The final stop on her early morning excursion had been La Baila, on the Paseo de la Reforma, just four blocks south of Lincoln Park. The beautiful restaurant, lined in colorful Mexican tiles, turned out delicious and authentic food. In fact, over the years, Maria-Elena had been able to inveigle the recipe for the amazing thirty-ingredient mole de Xicofrom the owner-chef.

As the morning was mild, she had sat at an outside table, ignoring the fumes from the hellacious traffic on the Reforma. When Furcal, her favorite waiter, arrived at her table, she ordered her usual, atole, a boiled maize drink, flavored today with nopal, empanadas de plátano rellenos de frijol, and a double espresso cortado.
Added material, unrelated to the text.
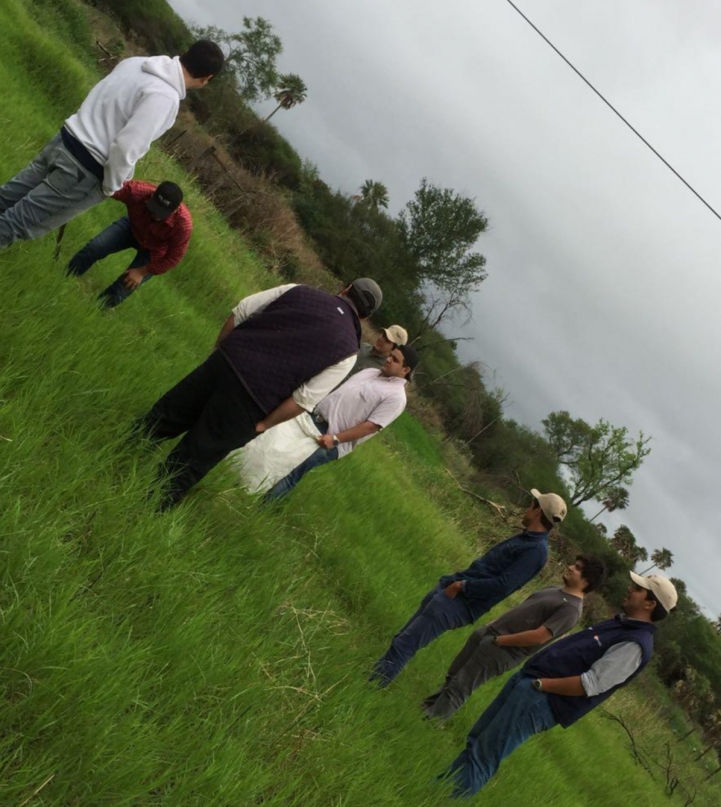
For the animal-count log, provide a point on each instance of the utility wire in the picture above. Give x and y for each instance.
(613, 109)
She had time now all to herself when, for the moment, she was free of obligations to Maceo Encarnación, when her mind could be itself, much as it was each night in the moments between the time she got into bed and the time she fell asleep. Except even then, within Maceo Encarnación’s compound, where his will could stretch out its hand and reach her any time of the day or night, she wasn’t truly free. Not like now, anyway, sitting by herself in a familiar restaurant, the sooty air of the city rushing by her on mysterious errands from the great volcano, Popocatépetl.
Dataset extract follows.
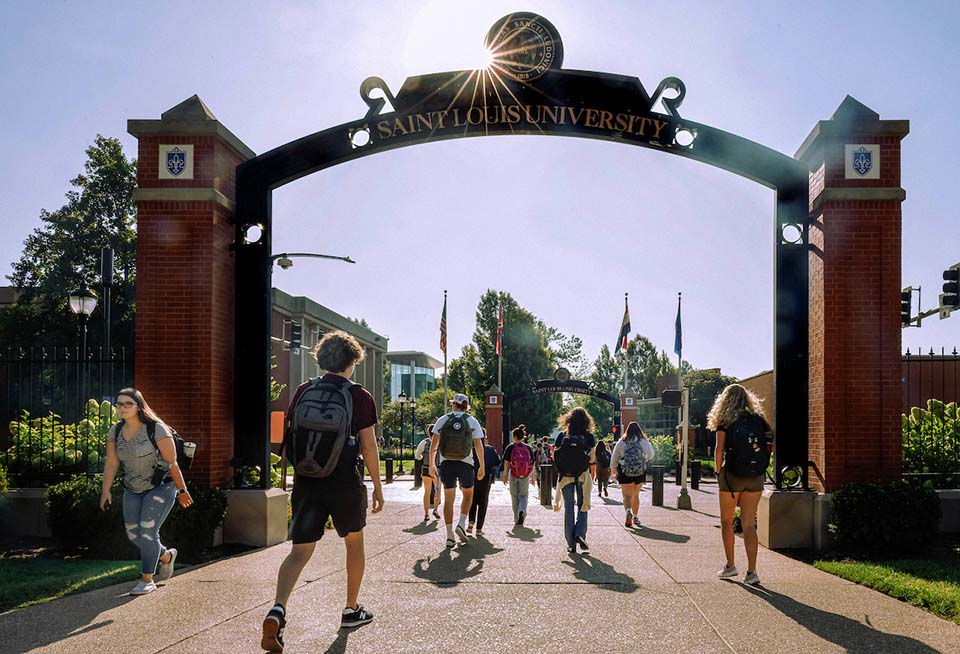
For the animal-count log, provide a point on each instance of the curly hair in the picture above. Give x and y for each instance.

A female waiter she didn’t know had smiled warmly at her as she set down Maria-Elena’s atole.

“I hope the drink is to your liking,” she had said.

Maria-Elena, always polite, thanked her, took a sip, then another, deeper one, and nodded, allowing the waitress, whose name was Beatrice, to depart.

She wrapped her hands around the hand-thrown mug. She had time now to consider the implications of what she had read in Anunciata’s diary. Last week she had come across it by accident when she was cleaning her daughter’s room. It had been kicked, no doubt inadvertently, under the bed. Maria-Elena recalled with perfect clarity the moment, holding the book in her palms, when she had become aware that it was a diary. She recalled in vivid detail the fateful moment before she opened the diary, when everything was as it had always been. She almost didn’t open it. In fact, she had bent down to return it, unread, to its place beneath Anunciata’s bed. What would have happened then? Reality would not have been ripped and reshaped.